It took 16 days for color to creep in.
This is a pretty perfect micro portrait of what my days have been filled with as of late - small rituals of taking care. I've been running in the mornings this week, something I've tried to do periodically but always gone back to the evenings because the resistance was too great. That is, it feels like I've been petrified in my sleep, and you try running six miles when your limbs feel like stonehenge. But once the initial suffering has subsided and I'm running through the park, I can feel the morning working its way into my lungs, recalibrating my breath, and it's good.
Sometimes January can feel like a long, slow trudge through a low, quiet marsh - all mud and sinking. And so we have bobby pins (and the wolf-needle, sitting with the bobby-sheep). And a slouching, sketchy teacup.
Yesterday and today. I realize I have a small problem of orientation here - the left-hand page was drawn 90 degrees clockwise. I'll have to get a scanner.
It's interesting to note how these drawings occur - I bring my sketchbook with me to work, with grand ideas of drawing on the train (ha) or over my lunch break, but I think I'm going to have to work my way up to drawing in public. It's scary enough facing the smug blankness of the page and making marks on it, I'll wait to add the imaginary chorus of judgement until I'm a little more used to it. So instead I've been doing them when I get home, and if I get myopic enough, I'm sure I could fill an entire sketchbook with small vignettes from the inside of my tiny apartment.
I was riding the G train a while ago, trying to be covert about watching the other people on the train, and I noticed an older man sitting a few seats to my left with a little sketchbook. He was trying to be sneaky about drawing the girl sitting across from me, who had wonderfully buoyant hair. She was reading, so he got away with it. And I thought, that's a neat trick, I could do that.

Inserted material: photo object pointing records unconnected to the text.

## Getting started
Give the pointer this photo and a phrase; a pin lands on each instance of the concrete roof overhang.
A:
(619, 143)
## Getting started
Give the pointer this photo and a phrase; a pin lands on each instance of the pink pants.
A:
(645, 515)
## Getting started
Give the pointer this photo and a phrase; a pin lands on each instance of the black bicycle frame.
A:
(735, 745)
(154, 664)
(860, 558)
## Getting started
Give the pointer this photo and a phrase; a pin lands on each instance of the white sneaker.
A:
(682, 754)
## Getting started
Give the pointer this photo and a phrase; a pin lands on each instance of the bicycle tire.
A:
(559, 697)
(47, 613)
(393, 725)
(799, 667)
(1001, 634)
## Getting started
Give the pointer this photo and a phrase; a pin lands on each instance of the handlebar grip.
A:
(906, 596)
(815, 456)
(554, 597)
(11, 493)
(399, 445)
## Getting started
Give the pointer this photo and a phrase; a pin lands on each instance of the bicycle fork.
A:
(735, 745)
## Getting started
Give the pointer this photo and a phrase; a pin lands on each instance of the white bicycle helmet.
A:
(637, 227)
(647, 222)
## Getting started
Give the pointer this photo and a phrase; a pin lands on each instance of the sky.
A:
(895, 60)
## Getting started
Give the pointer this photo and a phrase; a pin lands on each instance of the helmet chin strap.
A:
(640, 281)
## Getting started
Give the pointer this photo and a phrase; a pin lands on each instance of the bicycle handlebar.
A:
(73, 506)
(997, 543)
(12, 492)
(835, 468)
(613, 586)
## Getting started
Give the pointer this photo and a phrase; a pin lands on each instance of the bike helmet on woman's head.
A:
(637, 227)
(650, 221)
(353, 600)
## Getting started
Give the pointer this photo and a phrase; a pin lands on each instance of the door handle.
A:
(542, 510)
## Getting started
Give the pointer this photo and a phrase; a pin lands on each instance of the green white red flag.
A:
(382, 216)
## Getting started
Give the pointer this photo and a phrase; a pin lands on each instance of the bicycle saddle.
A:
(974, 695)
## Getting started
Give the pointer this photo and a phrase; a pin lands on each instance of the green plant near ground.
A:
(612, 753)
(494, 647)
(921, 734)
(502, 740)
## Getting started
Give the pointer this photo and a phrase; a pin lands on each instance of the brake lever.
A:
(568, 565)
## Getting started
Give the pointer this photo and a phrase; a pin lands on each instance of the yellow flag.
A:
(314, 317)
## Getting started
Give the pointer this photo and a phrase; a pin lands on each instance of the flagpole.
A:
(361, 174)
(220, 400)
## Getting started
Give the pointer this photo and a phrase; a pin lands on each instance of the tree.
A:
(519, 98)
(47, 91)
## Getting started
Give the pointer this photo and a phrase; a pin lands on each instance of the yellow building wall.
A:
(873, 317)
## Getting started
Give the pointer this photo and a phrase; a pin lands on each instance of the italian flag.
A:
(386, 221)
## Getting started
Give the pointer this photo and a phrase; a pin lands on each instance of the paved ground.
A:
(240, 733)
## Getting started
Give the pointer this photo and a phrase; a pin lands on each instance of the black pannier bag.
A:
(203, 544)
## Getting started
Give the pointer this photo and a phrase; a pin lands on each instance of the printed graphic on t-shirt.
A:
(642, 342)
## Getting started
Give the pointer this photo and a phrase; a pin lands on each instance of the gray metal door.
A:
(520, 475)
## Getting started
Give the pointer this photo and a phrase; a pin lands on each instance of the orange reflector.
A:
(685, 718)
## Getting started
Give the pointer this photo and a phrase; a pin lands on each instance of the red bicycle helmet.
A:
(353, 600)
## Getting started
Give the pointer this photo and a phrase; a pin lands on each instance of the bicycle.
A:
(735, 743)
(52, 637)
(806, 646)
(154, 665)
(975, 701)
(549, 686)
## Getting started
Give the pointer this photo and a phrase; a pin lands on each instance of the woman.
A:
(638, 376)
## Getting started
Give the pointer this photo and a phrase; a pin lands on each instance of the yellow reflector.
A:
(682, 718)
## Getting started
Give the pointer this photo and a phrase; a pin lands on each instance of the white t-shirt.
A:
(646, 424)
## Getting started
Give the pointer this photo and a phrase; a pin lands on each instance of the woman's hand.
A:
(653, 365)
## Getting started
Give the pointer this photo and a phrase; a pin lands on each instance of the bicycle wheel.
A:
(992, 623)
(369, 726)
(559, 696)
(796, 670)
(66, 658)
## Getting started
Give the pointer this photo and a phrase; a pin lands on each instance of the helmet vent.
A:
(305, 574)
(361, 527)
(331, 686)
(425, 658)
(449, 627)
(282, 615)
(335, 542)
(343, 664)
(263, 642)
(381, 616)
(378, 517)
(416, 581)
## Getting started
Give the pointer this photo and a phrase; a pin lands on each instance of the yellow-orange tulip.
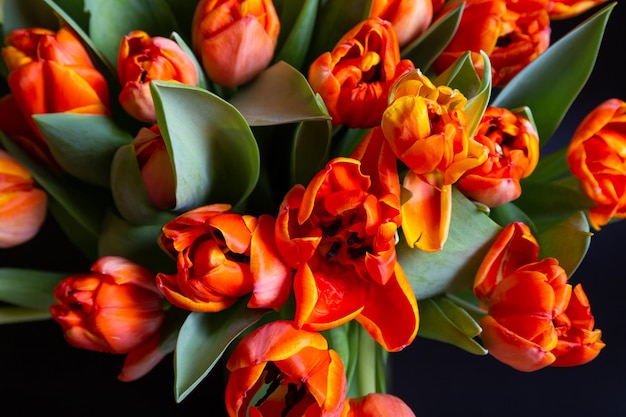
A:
(141, 59)
(597, 156)
(513, 147)
(355, 77)
(115, 308)
(235, 39)
(301, 375)
(22, 204)
(410, 18)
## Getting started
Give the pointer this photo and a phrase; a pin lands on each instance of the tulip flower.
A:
(156, 167)
(597, 156)
(410, 18)
(511, 33)
(427, 130)
(48, 73)
(354, 79)
(221, 257)
(513, 146)
(340, 238)
(375, 405)
(301, 375)
(532, 320)
(235, 39)
(141, 59)
(22, 204)
(115, 308)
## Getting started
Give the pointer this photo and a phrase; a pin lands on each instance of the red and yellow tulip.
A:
(235, 39)
(355, 77)
(513, 147)
(115, 308)
(22, 204)
(301, 375)
(141, 59)
(597, 156)
(221, 257)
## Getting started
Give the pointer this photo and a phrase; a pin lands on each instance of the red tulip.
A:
(235, 39)
(142, 59)
(22, 204)
(302, 376)
(115, 308)
(221, 257)
(597, 156)
(354, 79)
(341, 240)
(513, 147)
(410, 18)
(156, 167)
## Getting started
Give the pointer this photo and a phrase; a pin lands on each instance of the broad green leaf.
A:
(453, 268)
(566, 241)
(138, 243)
(443, 320)
(426, 48)
(214, 153)
(297, 20)
(83, 144)
(116, 18)
(29, 288)
(202, 340)
(545, 86)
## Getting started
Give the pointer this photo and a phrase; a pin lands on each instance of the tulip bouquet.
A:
(297, 189)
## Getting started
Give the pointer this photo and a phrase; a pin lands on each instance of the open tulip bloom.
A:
(305, 187)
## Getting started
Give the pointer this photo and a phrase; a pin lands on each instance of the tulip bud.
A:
(22, 205)
(115, 308)
(142, 59)
(235, 39)
(156, 167)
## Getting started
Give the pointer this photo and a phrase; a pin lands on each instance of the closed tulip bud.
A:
(235, 39)
(142, 59)
(156, 167)
(22, 204)
(410, 18)
(116, 308)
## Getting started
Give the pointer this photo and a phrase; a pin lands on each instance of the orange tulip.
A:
(303, 377)
(221, 257)
(410, 18)
(156, 167)
(597, 156)
(142, 59)
(235, 39)
(511, 33)
(341, 240)
(427, 130)
(375, 405)
(48, 73)
(513, 154)
(22, 204)
(354, 79)
(117, 309)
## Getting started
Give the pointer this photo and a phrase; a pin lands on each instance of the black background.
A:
(40, 373)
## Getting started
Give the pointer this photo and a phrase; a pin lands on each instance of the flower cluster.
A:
(292, 176)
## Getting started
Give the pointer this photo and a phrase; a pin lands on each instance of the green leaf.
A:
(214, 153)
(297, 20)
(545, 86)
(453, 268)
(202, 340)
(443, 320)
(428, 46)
(566, 241)
(83, 144)
(29, 288)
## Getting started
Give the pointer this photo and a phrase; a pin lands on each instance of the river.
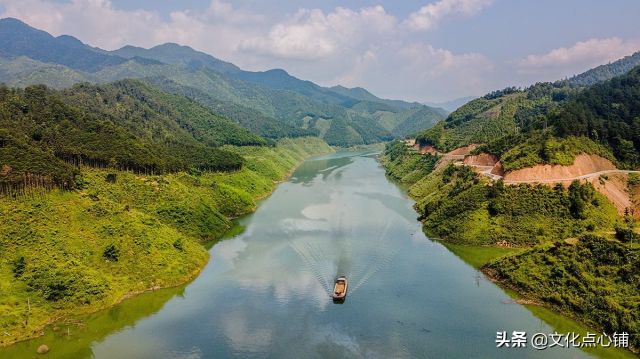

But then, when the train pulled in to the next station, he jumped up, tore off the page, dropped it into the lap of his subject, and ran off the train. She was only mildly startled, because it is the job of the hipster riding the G train to be only mildly emotive at all times. She looked at her train portrait, gave a small smile to where he had been sitting, and tucked it into her book. I caught a glimpse of it as she was turning it over, and I have to say... it wasn't very good. Which makes this drive-by portrait artist even more my hero. One day I aspire to hastily draw a terrible portrait of a fellow rider on the G train, and then disappear, judgement be damned.